其れからの母親は、改心したらしく、その姿を見て、俺等家族は、西門邸に戻った。
そして、直ぐ様…。
俺は優一郎とDNA鑑定を済まし、『99.9%親子関係』と、認定を受けた。
そして、俺は、優一郎を認知し、優紀と入籍した。
そして、親父とお袋は、優紀と優一郎が世話に成った助産院に出向いたみてぇで…。
優紀の言付けを伝えて、先生にお金を受け取って貰ったそうだ。
また、親父から、優一郎を認知した事、俺と優紀は入籍した事を、先生に報告したとの事だった。
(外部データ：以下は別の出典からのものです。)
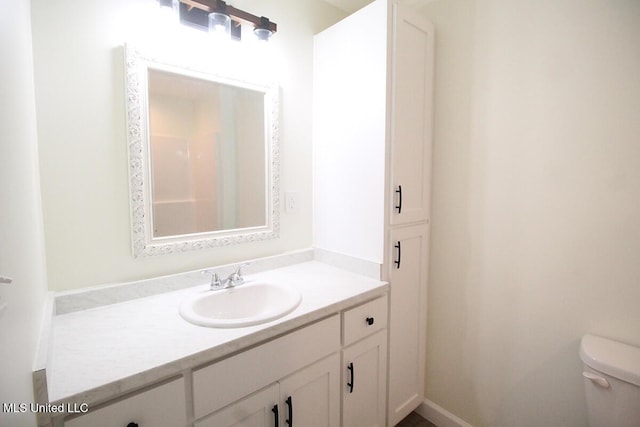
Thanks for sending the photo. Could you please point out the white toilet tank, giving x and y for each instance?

お袋は、先生寄り、小言を言われたのは言うまでも無かった。
帰ってから、優紀に、悲壮感漂う様な状態で、『コト』の話しを言って居たそうだ。
其の内容は、お袋が、一方的に、“悪い。”と、言わんが如く…。
お袋は、先生から、罵倒されたそうだった。
俺は、お袋には、“そう言う人が居ても良いんじゃねぇの⁉”と、思った事は、内緒だけどな。
そして、俺は、気付いた。
俺と優紀と優一郎とで、マンションから(西門)邸に戻ってから、俺は、家元夫人の事を、『お袋』呼びをしていた俺自身が居た。
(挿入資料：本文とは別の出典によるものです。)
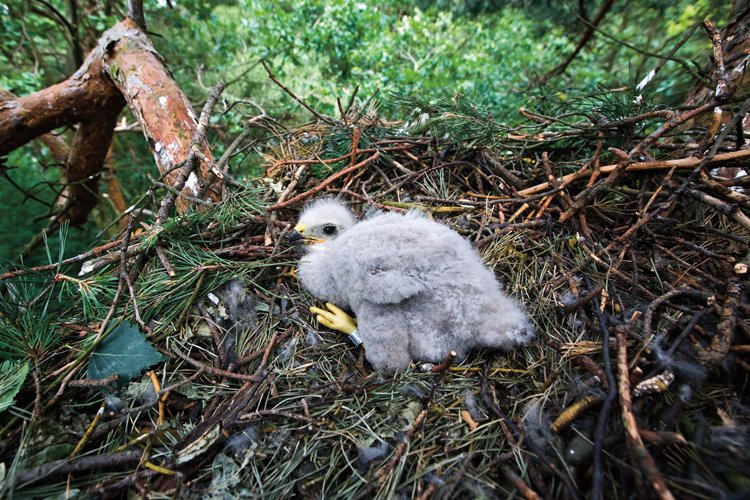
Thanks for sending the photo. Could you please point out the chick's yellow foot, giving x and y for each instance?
(335, 319)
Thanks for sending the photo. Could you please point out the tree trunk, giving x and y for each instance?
(123, 67)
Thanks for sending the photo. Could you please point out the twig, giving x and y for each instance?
(214, 371)
(722, 87)
(682, 163)
(324, 184)
(587, 35)
(446, 364)
(291, 94)
(190, 162)
(83, 464)
(601, 423)
(639, 453)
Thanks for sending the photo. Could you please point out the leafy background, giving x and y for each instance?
(495, 50)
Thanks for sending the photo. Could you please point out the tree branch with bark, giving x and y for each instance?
(123, 68)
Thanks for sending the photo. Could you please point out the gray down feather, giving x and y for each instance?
(418, 289)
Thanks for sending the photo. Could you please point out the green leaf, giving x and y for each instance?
(124, 352)
(12, 375)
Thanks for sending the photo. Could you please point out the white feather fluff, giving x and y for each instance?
(419, 290)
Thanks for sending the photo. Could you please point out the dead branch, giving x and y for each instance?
(638, 451)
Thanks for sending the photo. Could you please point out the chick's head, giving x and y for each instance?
(321, 221)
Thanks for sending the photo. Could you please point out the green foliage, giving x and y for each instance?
(12, 376)
(124, 352)
(26, 327)
(493, 52)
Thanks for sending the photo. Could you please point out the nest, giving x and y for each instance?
(627, 246)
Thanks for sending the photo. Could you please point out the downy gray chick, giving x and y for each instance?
(418, 289)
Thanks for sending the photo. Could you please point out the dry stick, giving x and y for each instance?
(64, 466)
(214, 371)
(584, 197)
(64, 379)
(525, 490)
(587, 35)
(191, 161)
(325, 183)
(639, 452)
(682, 163)
(383, 473)
(291, 94)
(446, 364)
(601, 424)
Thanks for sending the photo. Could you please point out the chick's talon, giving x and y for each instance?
(335, 319)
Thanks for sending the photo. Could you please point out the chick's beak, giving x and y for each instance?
(295, 238)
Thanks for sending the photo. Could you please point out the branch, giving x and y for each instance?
(587, 36)
(166, 116)
(682, 163)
余りに自然過ぎて、言ってる本人でも、中々、気付かなかったが…。
周りも、まだ気付いて居ねぇみてぇだった。
言われている当のお袋も…。
まあ、其れで良いのかもな。
そして、その後…。
俺等は、心配して居たで在ろう T3に、優紀を会わせる為、優一郎共々、F4&T4会に参加した。
俺にそっくりな優一郎を、T3は、“きゃー、きゃー。”言いながら、可愛がってくれていた。
牧野に至っては、司共々、俺を弄って来る事は、忘れて居ねぇ様子だった。
“お前等(司&つくし)も、長い春に終止符を打って、早く結婚しろよ‼”と、言いたくなったのは、言うまでもねぇ。
まあ、直接は、言わねぇけどな…。
こうして、俺等は、今度は、夫婦として、一緒に居られる事を…。
俺等に関わる全ての人に感謝したのだった。